Groups > comp.lang.python > #24467 > unrolled thread

Frustrating circular bytes issue

Started by	J <dreadpiratejeff@gmail.com>
First post	2012-06-26 12:30 -0400
Last post	2012-06-26 19:33 +0200
Articles	2 — 2 participants

Back to article view | Back to comp.lang.python

  Frustrating circular bytes issue J <dreadpiratejeff@gmail.com> - 2012-06-26 12:30 -0400
    Re: Frustrating circular bytes issue Hans Mulder <hansmu@xs4all.nl> - 2012-06-26 19:33 +0200

#24467 — Frustrating circular bytes issue

From	J <dreadpiratejeff@gmail.com>
Date	2012-06-26 12:30 -0400
Subject	Frustrating circular bytes issue
Message-ID	<mailman.1518.1340728239.4697.python-list@python.org>

This is driving me batty... more enjoyment with the Python3
"Everything must be bytes" thing... sigh...
I have a file that contains a class used by other scripts.  The class
is fed either a file, or a stream of output from another command, then
interprets that output and returns a set that the main program can
use...  confusing, perhaps, but not necessarily important.

The class is created and then called with the load_filename method:


 def load_filename(self, filename):
        logging.info("Loading elements from filename: %s", filename)

        file = open(filename, "rb", encoding="utf-8")
        return self.load_file(file, filename)

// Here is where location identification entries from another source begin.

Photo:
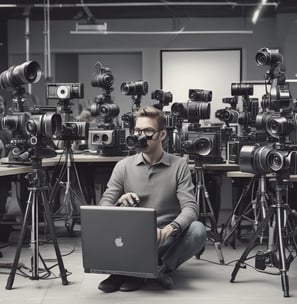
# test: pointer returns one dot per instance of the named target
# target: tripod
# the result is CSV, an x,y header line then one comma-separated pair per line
x,y
254,212
37,187
71,211
206,210
282,234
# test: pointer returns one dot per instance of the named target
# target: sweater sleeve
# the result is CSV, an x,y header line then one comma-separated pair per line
x,y
186,196
115,186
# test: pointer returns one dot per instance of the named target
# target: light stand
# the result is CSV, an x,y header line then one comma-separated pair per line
x,y
282,233
68,205
254,212
37,187
206,211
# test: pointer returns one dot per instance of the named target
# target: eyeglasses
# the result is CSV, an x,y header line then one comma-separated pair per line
x,y
146,132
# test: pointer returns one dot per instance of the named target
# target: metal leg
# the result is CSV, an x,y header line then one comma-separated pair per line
x,y
206,212
36,191
68,211
281,230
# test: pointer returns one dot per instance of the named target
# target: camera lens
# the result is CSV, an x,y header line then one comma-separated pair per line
x,y
266,56
200,95
27,72
276,161
200,146
109,110
198,110
63,92
134,88
242,89
255,159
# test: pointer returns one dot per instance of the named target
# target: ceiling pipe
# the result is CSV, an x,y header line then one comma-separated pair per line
x,y
139,4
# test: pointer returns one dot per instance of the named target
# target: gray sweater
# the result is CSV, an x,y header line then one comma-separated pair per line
x,y
165,186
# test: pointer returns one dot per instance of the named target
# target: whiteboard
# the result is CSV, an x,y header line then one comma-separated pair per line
x,y
213,70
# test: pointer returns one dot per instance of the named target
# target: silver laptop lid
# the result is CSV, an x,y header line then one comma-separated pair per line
x,y
119,240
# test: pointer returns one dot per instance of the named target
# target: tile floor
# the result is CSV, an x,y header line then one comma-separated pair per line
x,y
197,281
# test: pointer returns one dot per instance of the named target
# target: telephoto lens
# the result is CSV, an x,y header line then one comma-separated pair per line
x,y
200,95
242,89
267,56
134,88
17,75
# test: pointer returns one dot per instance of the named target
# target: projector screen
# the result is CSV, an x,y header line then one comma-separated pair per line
x,y
213,70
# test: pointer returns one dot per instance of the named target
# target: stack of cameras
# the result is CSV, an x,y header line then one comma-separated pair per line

As you can see, this calls the load_file method, by passing the
filehandle and filename (in common use, filename is actually an
IOStream object).

load_file starts out like this:


def load_file(self, file, filename="<stream>"):
        elements = []
        for string in self._reader(file):
            if not string:
                break

            element = {}


Note that it now calls the private _reader() passing along the
filehandle further in.  THIS is where I'm failing:

This is the private _reader function:


def _reader(self, file, size=4096, delimiter=r"\n{2,}"):
        buffer_old = ""
        while True:
            buffer_new = file.read()
            print(type(buffer_new))
            if not buffer_new:
                break
            lines = re.split(delimiter, buffer_old + buffer_new)
            buffer_old = lines.pop(-1)

            for line in lines:
                yield line

        yield buffer_old


(the print statement is something I put in to verify the problem.

So stepping through this, when _reader executes, it executes read() on
the opened filehandle.  Originally, it read in 4096 byte chunks, I
removed that to test a theory.  It creates buffer_new with the output
of the read.

Running type() on buffer_new tells me that it's a bytes object.

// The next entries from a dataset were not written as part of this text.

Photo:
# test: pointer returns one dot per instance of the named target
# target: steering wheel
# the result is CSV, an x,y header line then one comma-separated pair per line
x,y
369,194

However no matter what I do:

file.read().decode()
buffer_new.decode() in the lines = re.split() statement
buffer_str = buffer_new.decode()

I always get a traceback telling me that the str object has no decoe() method.

If I remove the decode attempts, I get a traceback telling me that it
can't implicitly convert a bytes_object to a str object.

So I'm stuck in a vicious circle and can't see a way out.

here's sample error messages:
When using the decode() method to attempt to convert the bytes object:
Traceback (most recent call last):
  File "./filter_templates", line 134, in <module>
    sys.exit(main(sys.argv[1:]))
  File "./filter_templates", line 126, in main
    options.whitelist, options.blacklist)
  File "./filter_templates", line 77, in parse_file
    matches = match_elements(template.load_file(file), *args, **kwargs)
  File "/usr/lib/python3/dist-packages/checkbox/lib/template.py", line
73, in load_file
    for string in self._reader(file):
  File "/usr/lib/python3/dist-packages/checkbox/lib/template.py", line
35, in _reader
    lines = re.split(delimiter, buffer_old + buffer_new.decode())
AttributeError: 'str' object has no attribute 'decode'

It's telling me that buffer_new is a str object.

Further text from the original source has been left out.